Post Cycle Therapy
Decapeptyl Depot 3.75 mg
Decapeptyl Depot (Triptorelin) is a gonadotropin-releasing hormone agonist (GnRH agonist). By causing constant stimulation of the pituitary, Decapeptyl Depot decreases pituitary secretion of gonadotropins luteinizing hormone (LH) and follicle stimulating hormone (FSH). Like other GnRH agonists, Decapeptyl Depot may be used in the treatment of hormone-responsive cancers such as prostate cancer or breast cancer, precocious puberty, estrogen-dependent conditions (such as endometriosis or uterine fibroids), and in assisted reproduction.
Decapeptyl Depot is indicated in the man in advanced prostate cancer-the treatment of attack, before using the extended release form. The effect of Decapeptyl Depot is much more favorable in patients who received other hormonal treatment. Women while in treatment of female infertility. This treatment is associated with other hormonal therapies (gonadotrophin) for in vitro fertilization followed by embryo transfer. Decapeptyl Depot is a type of hormonal therapy used to treat advanced prostate cancer.
Prostate Cancer: Most prostate cancers need a supply of the hormone testosterone to grow. Testosterone is produced by the testes and the adrenal glands. Production of testosterone by the testes is stimulated by another hormone called luteinising hormone. This is produced by the pituitary gland, which is situated in the brain. Triptorelin reduces the production of luteinising hormone, which leads to a reduction in testosterone levels. This may shrink or slow down the development of the cancer.
The man taking a daily dose of Decapeptyl Depot (Triptorelin) can increase blood levels of initial LH and FSH that causes increased blood levels of testosterone page. Continued therapy reduces the levels of LH, FSH levels that decrease testosterone administration throughout the product. In parallel we can see an increase in initial onset transient acid phosphatase treatment. During treatment there is a noticeable improvement in functional and objective data. Early treatment can be seen increased clinical symptoms (especially bone pain), but these events are rare and generally transient. They cause surveillance in the first two weeks of treatment, especially in patients at risk of obstruction of the excretory or spinal nerve compression (vertebral metastases). Testosterone should be checked periodically and should not exceed 1 mg / ml. Response is evaluated by bone scintigraphy examination and the prostate (except clinical examination and digital rectal examination) by ultrasound or CT.

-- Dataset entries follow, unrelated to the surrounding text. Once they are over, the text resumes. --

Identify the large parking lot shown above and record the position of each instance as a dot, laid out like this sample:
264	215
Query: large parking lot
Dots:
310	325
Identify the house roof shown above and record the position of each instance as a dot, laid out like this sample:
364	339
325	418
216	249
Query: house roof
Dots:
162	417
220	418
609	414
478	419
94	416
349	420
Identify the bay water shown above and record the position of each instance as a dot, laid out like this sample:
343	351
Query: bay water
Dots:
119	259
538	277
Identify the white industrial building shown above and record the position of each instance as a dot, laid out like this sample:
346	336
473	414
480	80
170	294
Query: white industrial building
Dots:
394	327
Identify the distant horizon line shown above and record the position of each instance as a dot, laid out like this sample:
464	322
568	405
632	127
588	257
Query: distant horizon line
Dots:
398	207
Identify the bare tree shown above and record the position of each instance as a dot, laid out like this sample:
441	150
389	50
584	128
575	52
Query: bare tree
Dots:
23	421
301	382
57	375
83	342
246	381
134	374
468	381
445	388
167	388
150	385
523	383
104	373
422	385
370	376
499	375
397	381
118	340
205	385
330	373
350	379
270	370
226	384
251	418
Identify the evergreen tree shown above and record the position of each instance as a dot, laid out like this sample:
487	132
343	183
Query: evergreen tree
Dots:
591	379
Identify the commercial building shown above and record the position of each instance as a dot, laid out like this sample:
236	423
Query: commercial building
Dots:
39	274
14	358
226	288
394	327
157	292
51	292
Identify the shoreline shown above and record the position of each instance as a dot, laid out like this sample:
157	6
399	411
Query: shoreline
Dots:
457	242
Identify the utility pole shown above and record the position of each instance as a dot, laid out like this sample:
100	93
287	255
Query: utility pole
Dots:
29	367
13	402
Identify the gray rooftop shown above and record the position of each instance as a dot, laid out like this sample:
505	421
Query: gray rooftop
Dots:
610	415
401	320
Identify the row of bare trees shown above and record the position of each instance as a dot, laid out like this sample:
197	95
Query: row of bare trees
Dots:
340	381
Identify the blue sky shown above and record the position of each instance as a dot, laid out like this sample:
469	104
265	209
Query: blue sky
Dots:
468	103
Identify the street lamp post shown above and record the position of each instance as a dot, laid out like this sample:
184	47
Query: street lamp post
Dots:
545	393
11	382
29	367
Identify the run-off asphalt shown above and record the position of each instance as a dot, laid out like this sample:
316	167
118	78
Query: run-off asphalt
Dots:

The female fertility: ovarian response to gonadotrophin Decapeptyl Depot (Triptorelin) association at the same dose may vary from one patient to another and in some cases from one cycle to another for the same patient. More attention should be given to patients with polycystic ovaries. Ovarian induction should not be done only under medical supervision and regular clinical and biological controls: plasma estrogen dose, ultrasound. Other possible effects of the medicine: that all active drugs, this drug can, in some people, effects more or less embarrassing.
Most common side effects: hypersensitivity reactions, headache, tiredness and sleep disturbances.
Most common side effects at men: hot flushes, impotence, loss of libido, rarely gynecomastia and testicular atrophy. Most common side effects at women: hot flushes, bleeding or spotting, vaginal dryness or dyspareunia, reversible trabecular bone loss.
Decapeptyl Depot is available in 0.1mg and 3.75mg strength versions. When given to prevent premature luteinizing hormone surges in female patients, the dosage is 0.1mg per day. However, the dosage for treatment of prostate cancer in men or endometrioses in women is 3.75mg given every 28 days. Individual factors will need to be considered in more detail before the exact dosage can be calculated.